Douglas and Ballinger said Act 877, titled "Laura’s Law," and Act 873, which creates "Laura’s Card," are named for three women: Webb, who survived being hit by a truck driven by her then-husband in 2012; Laura Aceves, who was killed by her ex-boyfriend in Carroll County in 2010; and Aceves’ mother, Laura Ponce.


Douglas said the women represent "the three faces of domestic violence": survivors, victims, and victims’ families.


Laura’s Law will require that when a law enforcement agency responds to a report of domestic abuse, the first officer to interview the victim must ask a series of questions contained on a form, known as a "lethality assessment." Certain answers would signify that the victim’s life may be in danger and would trigger a referral to a shelter or an intervention program on domestic violence.

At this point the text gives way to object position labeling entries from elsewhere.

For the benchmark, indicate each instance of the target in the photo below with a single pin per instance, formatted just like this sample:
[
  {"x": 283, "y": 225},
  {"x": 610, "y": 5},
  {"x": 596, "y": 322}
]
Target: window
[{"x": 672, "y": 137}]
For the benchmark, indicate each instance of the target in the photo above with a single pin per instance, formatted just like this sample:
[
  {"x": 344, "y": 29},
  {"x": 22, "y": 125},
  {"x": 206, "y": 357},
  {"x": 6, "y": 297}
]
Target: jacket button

Laura’s Card will be a card containing information about victims’ rights and various types of assistance available to victims. A law enforcement officer will be required to provide a card — along with the officer’s name, badge number and contact information — when making contact with a victim or a victim’s family.


Also taking effect Wednesday is Act 952, which will require health-care courses taught in Arkansas public schools in grades seven-12 to include a unit each year on dating violence awareness. Students must be provided with information on warning signs of abusive behavior and ways to stop or prevent it.


Act 876 will direct a law enforcement agency investigating an incident of domestic violence to do so in a manner that allows the prosecuting attorney to prosecute the offense based on evidence independent of the victim’s testimony.


Ballinger, whose district includes part of Carroll County, said Aceves returned to her boyfriend "out of fear" after repeated incidents of domestic violence. He said the new laws seek to ensure that law enforcement officers intervene when necessary and that prosecution can proceed even when a victim is unable or unwilling to testify.


"If they are being intimidated, if they are under pressure, whether it’s financial or physical or whet ever, then hopefully we can still put that guy away," Ballinger said.


Douglas said, "You can see a common thread through our legislation, and that is that it attempts to find ways to empower victims to make better choices because they’re going to have better information and access to support systems."


Standing behind the speakers at the news conference were 10 life-sized cardboard silhouettes representing Arkansas women killed by domestic violence in 2014. Webb, who now has a crushed voice box and titanium plates for hips, said she would have died too if not for bystanders who quickly came to her aid and called 911 after her husband ran over her on Mount Magazine and fled.


"I was seconds away from being a cardboard cutout for 2012," she said.